4.1.    Zoals de Afdeling eerder heeft overwogen (uitspraak van 13 februari 2009 in zaak nr. 200805405/1; www.raadvanstate.nl), ligt het, indien de staatssecretaris een verblijfsvergunning asiel voor bepaalde tijd intrekt omdat zich de grond bedoeld in artikel 32, eerste lid, aanhef en onder a, van de Vw 2000 voordoet, op zijn weg aannemelijk te maken dat zich die intrekkingsgrond voordoet.

Dit geldt evenzeer indien de staatssecretaris een verblijfsvergunning voor onbepaalde tijd intrekt, omdat zich de grond bedoeld in artikel 35, eerste lid, aanhef en onder a, van de Vw 2000 voordoet.

4.2.    Het BLT is op basis van een dossieranalyse tot de conclusie gekomen dat twijfel bestaat over de door de vreemdeling opgegeven herkomst en dat hij met aan zekerheid grenzende waarschijnlijkheid niet afkomstig is uit het gestelde land van herkomst Sudan. Het BLT heeft uiteengezet dat de vreemdeling, die stelt te zijn geboren in Sudan, geen van de in het gestelde herkomstgebied gebezigde talen beheerst, nu alle gehoren zijn gehouden in de Engelse taal, welke taal in Sudan niet gangbaar is als voertaal in het dagelijkse leven. Tevens heeft het BLT aan voormelde conclusie ten grondslag gelegd dat de bevolkingsgroep waartoe de vreemdeling stelt te behoren niet kan worden teruggevonden als stam of taal in Sudan en dat het BLT bekend is dat in vergelijkbare gevallen de desbetreffende vreemdelingen op grond van hun Engelse spraak geplaatst konden worden in de spraakgemeenschap van Nigeria. Volgens het BLT kan door het verrichten van een taalanalyse helderheid worden verkregen over de vraag tot welke taalgemeenschap de vreemdeling op grond van zijn spraak en talenkennis is te herleiden.

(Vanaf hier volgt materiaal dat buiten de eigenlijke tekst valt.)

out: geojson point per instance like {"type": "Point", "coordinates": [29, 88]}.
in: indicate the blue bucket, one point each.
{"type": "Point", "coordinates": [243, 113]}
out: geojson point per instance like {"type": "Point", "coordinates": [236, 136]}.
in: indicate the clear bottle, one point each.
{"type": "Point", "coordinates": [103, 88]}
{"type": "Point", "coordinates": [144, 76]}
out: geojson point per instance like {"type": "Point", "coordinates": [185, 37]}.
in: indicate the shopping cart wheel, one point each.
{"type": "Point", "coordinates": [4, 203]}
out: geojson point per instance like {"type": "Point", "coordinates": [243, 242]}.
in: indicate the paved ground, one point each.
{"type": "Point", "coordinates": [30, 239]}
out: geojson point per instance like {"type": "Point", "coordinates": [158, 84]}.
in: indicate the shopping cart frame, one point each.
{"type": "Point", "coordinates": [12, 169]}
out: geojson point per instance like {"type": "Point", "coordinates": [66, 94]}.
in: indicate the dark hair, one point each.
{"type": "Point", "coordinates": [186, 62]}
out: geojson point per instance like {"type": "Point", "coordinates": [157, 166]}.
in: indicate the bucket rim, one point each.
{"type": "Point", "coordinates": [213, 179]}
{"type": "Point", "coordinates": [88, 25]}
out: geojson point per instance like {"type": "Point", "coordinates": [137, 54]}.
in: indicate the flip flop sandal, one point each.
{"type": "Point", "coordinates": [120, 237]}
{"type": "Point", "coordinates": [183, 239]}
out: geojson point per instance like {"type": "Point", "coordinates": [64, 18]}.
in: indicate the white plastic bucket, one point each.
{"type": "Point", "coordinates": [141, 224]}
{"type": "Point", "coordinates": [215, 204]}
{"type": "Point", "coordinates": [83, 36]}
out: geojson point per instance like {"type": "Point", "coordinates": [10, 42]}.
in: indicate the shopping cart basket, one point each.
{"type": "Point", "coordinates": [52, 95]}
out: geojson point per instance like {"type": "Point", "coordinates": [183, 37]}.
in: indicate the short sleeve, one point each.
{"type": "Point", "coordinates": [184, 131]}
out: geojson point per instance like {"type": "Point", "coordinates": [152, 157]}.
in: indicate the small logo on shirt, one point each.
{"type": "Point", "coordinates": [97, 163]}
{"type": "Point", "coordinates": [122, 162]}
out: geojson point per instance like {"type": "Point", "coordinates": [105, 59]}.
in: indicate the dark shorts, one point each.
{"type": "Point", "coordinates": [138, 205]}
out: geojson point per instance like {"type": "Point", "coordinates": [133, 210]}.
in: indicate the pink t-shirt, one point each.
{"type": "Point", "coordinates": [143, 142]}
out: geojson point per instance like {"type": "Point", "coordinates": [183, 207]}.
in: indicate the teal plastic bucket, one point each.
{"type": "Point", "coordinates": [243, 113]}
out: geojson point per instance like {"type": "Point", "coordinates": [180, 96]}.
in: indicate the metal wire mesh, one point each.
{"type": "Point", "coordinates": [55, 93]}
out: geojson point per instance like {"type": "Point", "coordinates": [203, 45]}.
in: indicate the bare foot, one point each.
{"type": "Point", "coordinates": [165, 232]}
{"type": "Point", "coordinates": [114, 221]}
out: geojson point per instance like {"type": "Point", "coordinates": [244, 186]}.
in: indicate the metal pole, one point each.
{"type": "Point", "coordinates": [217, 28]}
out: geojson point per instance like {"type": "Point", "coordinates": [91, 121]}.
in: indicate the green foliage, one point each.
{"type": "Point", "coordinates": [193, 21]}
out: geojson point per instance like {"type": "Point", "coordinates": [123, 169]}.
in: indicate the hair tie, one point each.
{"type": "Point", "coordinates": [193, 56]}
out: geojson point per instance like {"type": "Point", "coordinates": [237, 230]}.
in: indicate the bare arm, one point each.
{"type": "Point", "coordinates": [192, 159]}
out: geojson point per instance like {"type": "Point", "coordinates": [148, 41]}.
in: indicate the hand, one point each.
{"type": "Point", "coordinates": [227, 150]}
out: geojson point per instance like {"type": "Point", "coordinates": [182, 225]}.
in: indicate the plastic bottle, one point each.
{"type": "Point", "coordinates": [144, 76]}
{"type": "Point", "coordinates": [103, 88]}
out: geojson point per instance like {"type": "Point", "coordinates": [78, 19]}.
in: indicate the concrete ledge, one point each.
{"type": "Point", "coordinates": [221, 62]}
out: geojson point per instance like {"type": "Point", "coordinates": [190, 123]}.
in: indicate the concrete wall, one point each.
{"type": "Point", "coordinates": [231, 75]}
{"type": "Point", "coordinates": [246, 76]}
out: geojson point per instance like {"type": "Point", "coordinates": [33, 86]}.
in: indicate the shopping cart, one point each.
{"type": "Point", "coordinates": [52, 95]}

4.3.    Zoals volgt uit 4.1. moet de staatssecretaris bij de intrekking van een verblijfsvergunning asiel aannemelijk maken dat de vreemdeling onjuiste gegevens - in dit geval over zijn herkomst - heeft verstrekt. De staatssecretaris heeft naar aanleiding van de analyse in het BLT-rapport over de afkomst van de vreemdeling een taalanalyse willen laten verrichten om zodoende duidelijkheid te verkrijgen over de herkomst van de vreemdeling. Door de weigering van de vreemdeling om mee te werken aan een taalanalyse, heeft de staatssecretaris geen duidelijkheid kunnen verkrijgen over het land van herkomst van de vreemdeling, terwijl de vreemdeling volgens het BLT-rapport met een aan zekerheid grenzende waarschijnlijkheid niet afkomstig is uit het gestelde land van herkomst Sudan.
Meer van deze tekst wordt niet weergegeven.